Una de las características del mundo es el movimiento; su ausencia es casi una señal propia de la muerte. Hoy distintos estilos de movimiento. Se mueve quien usa un caminador eléctrico; pero por más desgaste de energía que efectúe en él, cuando se detiene se encuentra en el mismo sitio donde había comenzado; no avanzó nada. Se mueven los caballitos de una calesita, yendo siempre hacia adelante; pero como lo hacen en ronda, tampoco avanzan. Caso distinto son los cangrejos; aunque sus movimientos los hacen cambiar de ubicación, no progresan; se mueven en forma lateral. Frente a un estímulo externo, se mueven con rapidez pero de forma impredecible.

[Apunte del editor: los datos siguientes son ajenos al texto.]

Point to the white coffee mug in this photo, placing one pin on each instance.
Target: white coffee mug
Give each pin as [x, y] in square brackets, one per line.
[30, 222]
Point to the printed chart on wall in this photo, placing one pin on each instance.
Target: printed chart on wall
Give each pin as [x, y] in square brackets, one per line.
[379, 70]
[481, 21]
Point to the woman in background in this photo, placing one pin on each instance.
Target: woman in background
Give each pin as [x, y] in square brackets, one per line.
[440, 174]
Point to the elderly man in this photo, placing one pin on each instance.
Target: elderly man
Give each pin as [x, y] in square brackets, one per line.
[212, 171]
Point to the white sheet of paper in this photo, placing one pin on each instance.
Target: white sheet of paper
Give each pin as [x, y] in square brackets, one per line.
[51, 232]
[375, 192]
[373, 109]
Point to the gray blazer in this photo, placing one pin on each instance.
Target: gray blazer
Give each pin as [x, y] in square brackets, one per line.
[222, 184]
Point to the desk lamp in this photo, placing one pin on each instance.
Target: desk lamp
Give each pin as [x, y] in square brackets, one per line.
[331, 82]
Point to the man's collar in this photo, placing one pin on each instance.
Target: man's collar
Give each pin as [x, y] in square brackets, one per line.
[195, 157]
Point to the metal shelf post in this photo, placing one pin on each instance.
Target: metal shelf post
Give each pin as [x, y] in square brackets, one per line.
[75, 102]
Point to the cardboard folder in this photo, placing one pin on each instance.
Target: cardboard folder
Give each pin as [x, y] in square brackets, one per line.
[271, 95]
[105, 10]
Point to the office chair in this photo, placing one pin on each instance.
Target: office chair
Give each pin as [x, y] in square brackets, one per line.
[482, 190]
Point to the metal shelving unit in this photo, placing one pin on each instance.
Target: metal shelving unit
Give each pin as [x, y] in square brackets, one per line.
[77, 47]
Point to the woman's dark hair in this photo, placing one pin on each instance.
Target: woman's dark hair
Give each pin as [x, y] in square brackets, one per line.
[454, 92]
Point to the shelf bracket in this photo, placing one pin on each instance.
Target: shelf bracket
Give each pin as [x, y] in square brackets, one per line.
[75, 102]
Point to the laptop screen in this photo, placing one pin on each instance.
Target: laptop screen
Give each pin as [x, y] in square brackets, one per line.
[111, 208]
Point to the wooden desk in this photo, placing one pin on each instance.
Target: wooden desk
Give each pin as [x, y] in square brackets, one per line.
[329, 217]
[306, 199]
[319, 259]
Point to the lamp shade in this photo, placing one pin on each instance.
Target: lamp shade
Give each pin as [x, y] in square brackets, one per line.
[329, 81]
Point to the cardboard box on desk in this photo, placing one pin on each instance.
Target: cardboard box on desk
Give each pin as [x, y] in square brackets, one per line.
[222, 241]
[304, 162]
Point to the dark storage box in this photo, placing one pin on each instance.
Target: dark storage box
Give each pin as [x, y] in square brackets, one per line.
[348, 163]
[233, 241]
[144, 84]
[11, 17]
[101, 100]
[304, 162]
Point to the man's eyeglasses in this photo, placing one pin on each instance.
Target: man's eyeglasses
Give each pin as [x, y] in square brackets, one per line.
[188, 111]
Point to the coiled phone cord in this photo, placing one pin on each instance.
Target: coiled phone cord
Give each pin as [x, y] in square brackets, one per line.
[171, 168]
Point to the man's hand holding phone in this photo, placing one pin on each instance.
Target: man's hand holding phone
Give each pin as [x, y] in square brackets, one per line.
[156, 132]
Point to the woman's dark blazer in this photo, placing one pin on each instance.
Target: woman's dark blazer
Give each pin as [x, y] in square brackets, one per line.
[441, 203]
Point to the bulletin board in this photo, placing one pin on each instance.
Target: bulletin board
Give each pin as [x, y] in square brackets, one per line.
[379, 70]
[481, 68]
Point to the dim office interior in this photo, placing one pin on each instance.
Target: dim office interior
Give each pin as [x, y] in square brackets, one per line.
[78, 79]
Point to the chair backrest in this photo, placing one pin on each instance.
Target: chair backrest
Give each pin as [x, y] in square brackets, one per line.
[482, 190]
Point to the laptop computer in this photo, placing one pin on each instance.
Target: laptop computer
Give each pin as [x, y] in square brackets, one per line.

El movimiento tiene un correlativo espiritual, en la relación del hombre con Dios y su desarrollo. Curiosamente, el comienzo de la misma es no hacer nada: “Estad quietos y conoced que yo soy Dios”, dice la Biblia (Salmo 46: 10) Además, el individuo debe tratar de cambiar de modo de vida, “no por obras” (acción), sino aceptando por fe lo que Otro (Jesús) efectuó a su favor. Sobre esta base, ahora sí, corresponde moverse “en los pasos de Jesús”, según su modelo de vida.

Aquí calzan justamente las palabras del apóstol. Toma una decisión: “Una cosa hago” Al explicarla, dice que se olvidará de lo ya vivido y se afirmará para proseguir de frente hacia una meta definida: llegar a ser como Cristo. En movimiento, con una buena dirección, hacia una meta excelente. ¿Asumimos su misma decisión?